Ces dernières années, le monde agricole est en prise avec de nombreux enjeux qui pèsent directement sur la production et les conditions de vie des agriculteurs : l’invasion de l’Ukraine par la Russie a fait flamber les prix de l’énergie, les événements climatiques extrêmes mettent en péril de nombreuses récoltes, la menace d’une concurrence internationale rendue possible par l’accord UE-Mercosur pèse lourd, et récemment, plusieurs maladies menacent les élevages bovins et aviaires.
Dans cette période de tension, le Ministère de l’Agriculture lance les assises de la Souveraineté Agricole, prévues par la loi éponyme du 25 mars dernier pour établir des feuilles de routes à destination de chaque filière pour les dix années à venir.
Si nous partageons le diagnostic que pose Annie Genevard en ouverture de son discours sur le monde agricole, la convergence s’arrête ici. Face à la crise, les réponses de la ministre confirment le constat posé depuis un plus d’un an par Terre de Liens sur la Loi d’Orientation Agricole : elle consacre un contresens total sur la notion de souveraineté et une grande liberté laissée aux pratiques les plus nocives – que ce soit pour l'environnement, la fertilité des sols ou encore la santé. En bref : une vision qui répond aux besoins de l’agro-industrie, pas des citoyens, et encore moins des agriculteurs.
Colonne vertébrale de la feuille de route d’Annie Genevard pour endiguer la concurrence extérieure : produire plus en France, et consommer davantage français. Cette logique repose sur une idée implicite : la France ne produirait pas assez et serait donc contrainte d’importer pour nourrir sa population. Or cela est faux : De nombreuses cultures sont dédiées uniquement à l’export en France. Dans notre rapport Souveraineté alimentaire : un scandale made in France, nous soulignions que la production n’est pas le problème : la France produit bien l’équivalent de 130 % de ses besoins alimentaires, mais près de la moitié de ses terres agricoles est consacrée à l’exportation.
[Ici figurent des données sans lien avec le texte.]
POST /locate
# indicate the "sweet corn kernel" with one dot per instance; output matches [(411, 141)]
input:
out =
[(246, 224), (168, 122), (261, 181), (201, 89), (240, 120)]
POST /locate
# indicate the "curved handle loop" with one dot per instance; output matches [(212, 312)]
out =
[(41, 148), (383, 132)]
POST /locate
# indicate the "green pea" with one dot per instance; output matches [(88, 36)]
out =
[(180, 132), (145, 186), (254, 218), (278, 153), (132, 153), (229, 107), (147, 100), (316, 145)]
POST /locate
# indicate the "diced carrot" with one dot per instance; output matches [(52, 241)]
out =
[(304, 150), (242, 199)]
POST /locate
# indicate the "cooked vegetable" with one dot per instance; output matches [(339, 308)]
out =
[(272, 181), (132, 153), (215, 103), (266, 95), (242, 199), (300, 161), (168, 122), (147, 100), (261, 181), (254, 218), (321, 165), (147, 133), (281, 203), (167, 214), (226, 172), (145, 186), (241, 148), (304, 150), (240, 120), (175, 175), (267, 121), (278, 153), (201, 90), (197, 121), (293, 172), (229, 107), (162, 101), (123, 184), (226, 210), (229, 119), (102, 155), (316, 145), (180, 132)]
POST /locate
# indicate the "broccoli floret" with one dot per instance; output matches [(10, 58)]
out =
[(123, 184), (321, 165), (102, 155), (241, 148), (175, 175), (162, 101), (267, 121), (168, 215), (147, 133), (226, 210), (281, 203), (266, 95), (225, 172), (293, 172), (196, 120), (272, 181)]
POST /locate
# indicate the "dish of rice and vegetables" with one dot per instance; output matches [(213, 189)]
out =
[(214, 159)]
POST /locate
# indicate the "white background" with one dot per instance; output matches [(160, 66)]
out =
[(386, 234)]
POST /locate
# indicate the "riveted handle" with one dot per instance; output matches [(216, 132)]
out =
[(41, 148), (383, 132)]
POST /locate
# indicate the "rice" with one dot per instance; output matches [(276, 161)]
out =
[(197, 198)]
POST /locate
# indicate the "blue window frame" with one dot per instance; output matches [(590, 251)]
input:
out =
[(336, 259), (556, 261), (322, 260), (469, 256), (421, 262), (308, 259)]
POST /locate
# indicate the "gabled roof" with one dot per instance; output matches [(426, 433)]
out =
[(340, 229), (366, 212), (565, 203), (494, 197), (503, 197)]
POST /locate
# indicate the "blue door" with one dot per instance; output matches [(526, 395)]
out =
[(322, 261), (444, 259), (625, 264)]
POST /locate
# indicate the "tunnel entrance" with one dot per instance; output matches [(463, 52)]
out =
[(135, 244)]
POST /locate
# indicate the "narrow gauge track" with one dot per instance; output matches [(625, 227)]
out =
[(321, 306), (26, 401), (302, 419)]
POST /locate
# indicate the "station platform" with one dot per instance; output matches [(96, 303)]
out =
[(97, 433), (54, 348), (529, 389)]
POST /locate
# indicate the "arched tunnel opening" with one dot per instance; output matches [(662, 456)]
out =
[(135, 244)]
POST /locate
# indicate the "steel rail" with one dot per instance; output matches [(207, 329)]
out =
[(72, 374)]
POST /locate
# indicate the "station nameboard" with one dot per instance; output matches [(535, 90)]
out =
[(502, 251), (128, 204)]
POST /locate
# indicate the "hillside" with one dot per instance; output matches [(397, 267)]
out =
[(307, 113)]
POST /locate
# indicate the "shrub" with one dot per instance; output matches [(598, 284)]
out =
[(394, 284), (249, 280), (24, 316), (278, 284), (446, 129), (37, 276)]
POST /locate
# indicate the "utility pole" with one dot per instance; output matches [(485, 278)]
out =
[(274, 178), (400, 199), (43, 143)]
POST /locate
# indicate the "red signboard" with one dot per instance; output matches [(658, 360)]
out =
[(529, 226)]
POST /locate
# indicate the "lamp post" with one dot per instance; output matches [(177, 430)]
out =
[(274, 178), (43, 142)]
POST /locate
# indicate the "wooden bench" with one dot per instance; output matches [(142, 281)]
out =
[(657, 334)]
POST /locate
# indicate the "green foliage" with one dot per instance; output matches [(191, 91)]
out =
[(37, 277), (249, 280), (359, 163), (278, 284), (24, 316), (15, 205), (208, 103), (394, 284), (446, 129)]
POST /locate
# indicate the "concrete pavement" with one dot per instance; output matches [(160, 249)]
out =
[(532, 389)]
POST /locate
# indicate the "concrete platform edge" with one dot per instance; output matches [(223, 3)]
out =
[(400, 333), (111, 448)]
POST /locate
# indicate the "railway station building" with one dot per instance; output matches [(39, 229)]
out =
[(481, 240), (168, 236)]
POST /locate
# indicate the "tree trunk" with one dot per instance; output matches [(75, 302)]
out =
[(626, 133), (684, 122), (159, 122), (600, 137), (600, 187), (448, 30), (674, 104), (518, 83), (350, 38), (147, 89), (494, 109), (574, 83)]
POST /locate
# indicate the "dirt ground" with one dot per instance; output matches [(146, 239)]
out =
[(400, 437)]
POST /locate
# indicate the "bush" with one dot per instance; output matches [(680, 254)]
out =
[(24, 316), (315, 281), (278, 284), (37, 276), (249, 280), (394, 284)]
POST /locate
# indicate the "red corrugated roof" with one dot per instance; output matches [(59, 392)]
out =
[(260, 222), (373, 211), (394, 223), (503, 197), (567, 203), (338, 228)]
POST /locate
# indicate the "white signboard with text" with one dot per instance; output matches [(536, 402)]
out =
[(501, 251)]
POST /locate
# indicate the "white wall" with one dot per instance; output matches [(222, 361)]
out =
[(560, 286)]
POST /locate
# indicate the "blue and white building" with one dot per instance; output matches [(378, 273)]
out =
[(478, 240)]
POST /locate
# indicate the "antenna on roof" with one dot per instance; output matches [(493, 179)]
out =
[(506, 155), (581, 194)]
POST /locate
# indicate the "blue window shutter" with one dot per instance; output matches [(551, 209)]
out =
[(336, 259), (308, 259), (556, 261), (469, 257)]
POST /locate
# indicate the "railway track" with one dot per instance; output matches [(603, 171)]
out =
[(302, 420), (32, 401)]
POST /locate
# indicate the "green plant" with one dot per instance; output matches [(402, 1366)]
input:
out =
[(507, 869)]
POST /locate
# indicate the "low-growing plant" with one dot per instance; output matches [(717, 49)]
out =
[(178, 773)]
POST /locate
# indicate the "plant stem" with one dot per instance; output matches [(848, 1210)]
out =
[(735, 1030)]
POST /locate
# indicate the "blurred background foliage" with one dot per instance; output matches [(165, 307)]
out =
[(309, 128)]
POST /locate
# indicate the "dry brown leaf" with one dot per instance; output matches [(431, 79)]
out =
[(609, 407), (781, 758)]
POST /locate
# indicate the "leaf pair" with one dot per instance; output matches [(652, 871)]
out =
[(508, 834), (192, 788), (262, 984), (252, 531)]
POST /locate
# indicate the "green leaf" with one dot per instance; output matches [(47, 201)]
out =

Ce choix politique, et non notre capacité productive, détourne une partie considérable de nos surfaces agricoles de l’alimentation de la population. Pour certaines filières, cela va jusqu’à l’absurdité : La France importe les ¾ de ses pâtes et semoules, malgré une production excédentaire de blé dur. Autrement dit :ce n’est pas un déficit de production qui explique le recours aux importations, mais la structure même du système agricole français, façonné pour l’export plutôt que pour nourrir la population.
Par ailleurs, appelé à une hausse de la production agricole, sans préciser ni comment ni pour qui, revient à consolider le modèle actuel – un modèle qui fragilise déjà notre souveraineté et comporte plusieurs risques :
En réalité : plus la France exporte, plus elle importe – une mécanique parfaitement documentée. Produire plus pour l’export ne renforcera jamais notre souveraineté alimentaire, au contraire.
La souveraineté alimentaire ne se sera pas réalisée en prenant part à la guerre commerciale. Notre système alimentaire est malade de l’immobilisme politique qui favorise l’agro-industrie à l’agriculture durable. Les solutions sont connues et déployées sur le terrain par des agriculteurs engagés dans le soin des terres et de l'alimentation avec le soutien de la société civile.
Responsable du plaidoyer chez Terre de Liens
Par ailleurs, Annie Genevard appelle la population à faire preuve de “patriotisme alimentaire”. Or, manger totalement français est illusoire : Nous ne produisons pas assez de fruits, légumes et autres denrées diverses pour répondre à la demande. Par ailleurs, l’injonction à consommer français sans rendre accessible cette alimentation à tous relève d’une politique anti-sociale. Au mépris des classes populaires, Annie Genevard se fait porte étendard de l’écologie punitive.
Enfin, si le changement climatique est présenté comme une menace pesant sur les récoltes, aucune mention n’est faite de la réduction des émissions de gaz à effet de serre du secteur, pourtant 2eme plus gros émetteur au niveau national.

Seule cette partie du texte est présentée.